In China, however, the government sits at the top of the legal system and negotiates the rights of others. This is seen in the CCP's ability to change laws, as evidenced by Xi's removal of term limits for his own leaders. China also doesn't like the concept of one person, one vote, because it implies that people possess power and may distrust the government. CCP defenders also argue that it lacks effective mechanisms to accommodate the interests of non-voters such as future generations. He argues that a system based on Confucianism does not completely reject liberal democracy, but rather is seen as a development of it.
However, these Chinese defenders only justify autocracy, issuing countless criticisms of Western political systems but failing to elucidate the failures of their own. Professor Cheng concludes that "Chinese political thinkers have gained in confidence, even downright arrogance, to assert without any qualms the superiority of their model by covering an entire century of Chinese reflections on the democratic potential of their own intellectual tradition ".

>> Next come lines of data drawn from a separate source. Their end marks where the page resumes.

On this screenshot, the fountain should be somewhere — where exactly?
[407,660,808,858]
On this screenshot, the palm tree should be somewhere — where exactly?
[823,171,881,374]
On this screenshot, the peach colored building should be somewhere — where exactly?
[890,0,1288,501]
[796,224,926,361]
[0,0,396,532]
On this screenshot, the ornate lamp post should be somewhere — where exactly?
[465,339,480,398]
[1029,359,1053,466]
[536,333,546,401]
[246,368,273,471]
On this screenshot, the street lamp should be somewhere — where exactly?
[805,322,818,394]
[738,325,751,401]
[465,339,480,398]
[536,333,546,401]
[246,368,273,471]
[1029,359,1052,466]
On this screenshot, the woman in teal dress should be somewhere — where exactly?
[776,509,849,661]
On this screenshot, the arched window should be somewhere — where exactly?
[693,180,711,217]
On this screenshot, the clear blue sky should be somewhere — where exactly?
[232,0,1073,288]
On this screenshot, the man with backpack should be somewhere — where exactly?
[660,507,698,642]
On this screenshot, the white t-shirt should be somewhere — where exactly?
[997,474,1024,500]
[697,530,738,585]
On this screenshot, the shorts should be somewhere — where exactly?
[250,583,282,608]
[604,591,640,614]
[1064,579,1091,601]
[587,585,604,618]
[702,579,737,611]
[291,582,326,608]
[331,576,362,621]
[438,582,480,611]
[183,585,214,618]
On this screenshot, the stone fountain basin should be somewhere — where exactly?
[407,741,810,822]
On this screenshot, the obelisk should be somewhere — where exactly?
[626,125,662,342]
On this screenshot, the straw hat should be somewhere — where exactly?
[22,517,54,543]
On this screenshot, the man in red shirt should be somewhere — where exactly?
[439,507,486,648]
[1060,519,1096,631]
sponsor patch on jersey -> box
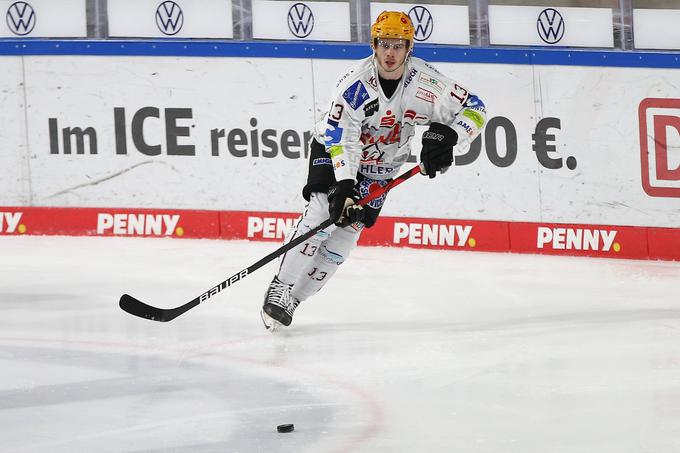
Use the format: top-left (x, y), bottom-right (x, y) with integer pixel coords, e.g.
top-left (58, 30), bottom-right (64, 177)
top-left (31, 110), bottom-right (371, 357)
top-left (368, 76), bottom-right (378, 90)
top-left (463, 109), bottom-right (484, 128)
top-left (456, 120), bottom-right (475, 136)
top-left (418, 73), bottom-right (446, 94)
top-left (465, 94), bottom-right (486, 113)
top-left (359, 178), bottom-right (388, 209)
top-left (404, 68), bottom-right (418, 88)
top-left (342, 80), bottom-right (369, 110)
top-left (328, 145), bottom-right (345, 157)
top-left (416, 88), bottom-right (437, 104)
top-left (312, 157), bottom-right (333, 166)
top-left (325, 119), bottom-right (343, 147)
top-left (364, 98), bottom-right (380, 118)
top-left (380, 110), bottom-right (397, 127)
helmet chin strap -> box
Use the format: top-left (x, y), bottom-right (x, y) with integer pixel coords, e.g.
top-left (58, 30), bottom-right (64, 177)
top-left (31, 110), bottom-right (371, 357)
top-left (373, 50), bottom-right (411, 78)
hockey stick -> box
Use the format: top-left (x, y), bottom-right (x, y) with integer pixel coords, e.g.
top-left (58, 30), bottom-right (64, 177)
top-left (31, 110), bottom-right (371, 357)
top-left (119, 165), bottom-right (421, 322)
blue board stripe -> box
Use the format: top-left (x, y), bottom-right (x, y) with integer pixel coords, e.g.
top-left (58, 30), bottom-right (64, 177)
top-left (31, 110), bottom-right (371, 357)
top-left (0, 39), bottom-right (680, 68)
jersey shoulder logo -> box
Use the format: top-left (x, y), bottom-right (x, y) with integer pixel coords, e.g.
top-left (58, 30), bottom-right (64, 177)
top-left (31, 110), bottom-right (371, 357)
top-left (342, 80), bottom-right (369, 110)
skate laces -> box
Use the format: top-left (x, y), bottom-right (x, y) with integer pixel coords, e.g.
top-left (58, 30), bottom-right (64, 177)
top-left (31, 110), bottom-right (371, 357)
top-left (267, 277), bottom-right (290, 308)
top-left (286, 295), bottom-right (300, 316)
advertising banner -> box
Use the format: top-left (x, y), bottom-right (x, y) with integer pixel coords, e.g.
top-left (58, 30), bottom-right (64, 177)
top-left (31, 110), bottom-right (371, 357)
top-left (107, 0), bottom-right (234, 38)
top-left (371, 2), bottom-right (470, 45)
top-left (0, 0), bottom-right (87, 38)
top-left (5, 207), bottom-right (680, 260)
top-left (252, 0), bottom-right (352, 41)
top-left (489, 5), bottom-right (614, 47)
top-left (0, 56), bottom-right (680, 231)
top-left (633, 8), bottom-right (680, 50)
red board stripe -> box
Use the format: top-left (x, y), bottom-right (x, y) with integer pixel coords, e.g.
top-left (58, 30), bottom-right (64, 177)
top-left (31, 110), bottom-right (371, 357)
top-left (0, 207), bottom-right (680, 260)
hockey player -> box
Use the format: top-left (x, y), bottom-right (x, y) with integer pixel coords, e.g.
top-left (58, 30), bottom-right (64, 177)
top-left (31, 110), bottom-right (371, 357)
top-left (261, 11), bottom-right (486, 329)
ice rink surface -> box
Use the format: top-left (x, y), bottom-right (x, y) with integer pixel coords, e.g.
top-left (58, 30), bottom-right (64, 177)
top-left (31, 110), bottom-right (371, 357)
top-left (0, 236), bottom-right (680, 453)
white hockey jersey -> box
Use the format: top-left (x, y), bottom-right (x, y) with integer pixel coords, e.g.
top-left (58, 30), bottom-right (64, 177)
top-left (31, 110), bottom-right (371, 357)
top-left (316, 56), bottom-right (486, 181)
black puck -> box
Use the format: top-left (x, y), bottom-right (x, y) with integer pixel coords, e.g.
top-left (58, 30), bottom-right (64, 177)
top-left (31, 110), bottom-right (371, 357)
top-left (276, 423), bottom-right (295, 433)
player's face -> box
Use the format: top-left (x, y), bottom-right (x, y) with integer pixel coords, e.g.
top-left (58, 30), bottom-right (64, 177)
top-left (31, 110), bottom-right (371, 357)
top-left (375, 39), bottom-right (408, 79)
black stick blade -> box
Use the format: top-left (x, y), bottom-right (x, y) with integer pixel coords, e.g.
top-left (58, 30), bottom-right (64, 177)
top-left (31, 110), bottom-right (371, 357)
top-left (118, 294), bottom-right (169, 322)
top-left (118, 294), bottom-right (200, 322)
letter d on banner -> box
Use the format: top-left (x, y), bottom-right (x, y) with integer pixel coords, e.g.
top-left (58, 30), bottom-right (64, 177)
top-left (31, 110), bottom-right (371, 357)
top-left (638, 98), bottom-right (680, 198)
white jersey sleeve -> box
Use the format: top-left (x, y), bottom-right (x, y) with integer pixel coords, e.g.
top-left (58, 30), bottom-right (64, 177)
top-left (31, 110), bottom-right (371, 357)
top-left (317, 59), bottom-right (377, 181)
top-left (416, 60), bottom-right (486, 148)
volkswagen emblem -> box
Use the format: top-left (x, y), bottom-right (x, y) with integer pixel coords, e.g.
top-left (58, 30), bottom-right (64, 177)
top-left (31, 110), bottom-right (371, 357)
top-left (536, 8), bottom-right (565, 44)
top-left (288, 3), bottom-right (314, 38)
top-left (7, 2), bottom-right (36, 36)
top-left (408, 6), bottom-right (434, 41)
top-left (156, 1), bottom-right (184, 36)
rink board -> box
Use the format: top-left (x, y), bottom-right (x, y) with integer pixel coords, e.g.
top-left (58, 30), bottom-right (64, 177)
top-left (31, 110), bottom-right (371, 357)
top-left (0, 207), bottom-right (680, 260)
top-left (0, 41), bottom-right (680, 259)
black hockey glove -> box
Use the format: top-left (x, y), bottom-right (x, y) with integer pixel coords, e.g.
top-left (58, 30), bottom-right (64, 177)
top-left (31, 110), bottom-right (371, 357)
top-left (328, 179), bottom-right (364, 227)
top-left (420, 123), bottom-right (458, 179)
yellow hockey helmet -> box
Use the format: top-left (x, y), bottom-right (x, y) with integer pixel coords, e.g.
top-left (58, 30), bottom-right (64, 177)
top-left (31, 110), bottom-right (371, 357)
top-left (371, 11), bottom-right (415, 45)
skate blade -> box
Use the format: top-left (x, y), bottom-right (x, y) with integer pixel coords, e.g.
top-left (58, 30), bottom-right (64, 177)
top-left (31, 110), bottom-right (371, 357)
top-left (260, 310), bottom-right (283, 333)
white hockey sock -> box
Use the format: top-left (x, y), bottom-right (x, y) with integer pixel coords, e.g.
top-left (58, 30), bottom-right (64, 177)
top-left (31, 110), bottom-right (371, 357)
top-left (277, 193), bottom-right (336, 285)
top-left (291, 227), bottom-right (361, 300)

Of course, its most powerful campaign is reserved for Taiwan, as it politically and militarily constrains this "thriving nation whose very existence refutes the CCP's claims that Chinese culture is incompatible with democracy," according to the French academic. . "What worries me in China today is that this total control of the minds of the people... is not conducive to the innovation and development that China really needs. "Ryan Hass, senior fellow and director of the John L Thornton China Center at the Brookings Institution, attended the same conference. He does not believe that China has the capacity to achieve hegemony with its political and military weight.
For example, it is surrounded by capable countries like India, Japan and South Korea, opposed to the idea of Beijing being a dominant player dictating outcomes in Asia. Hass further noted: "There are no people clamoring to enter their country by any means possible.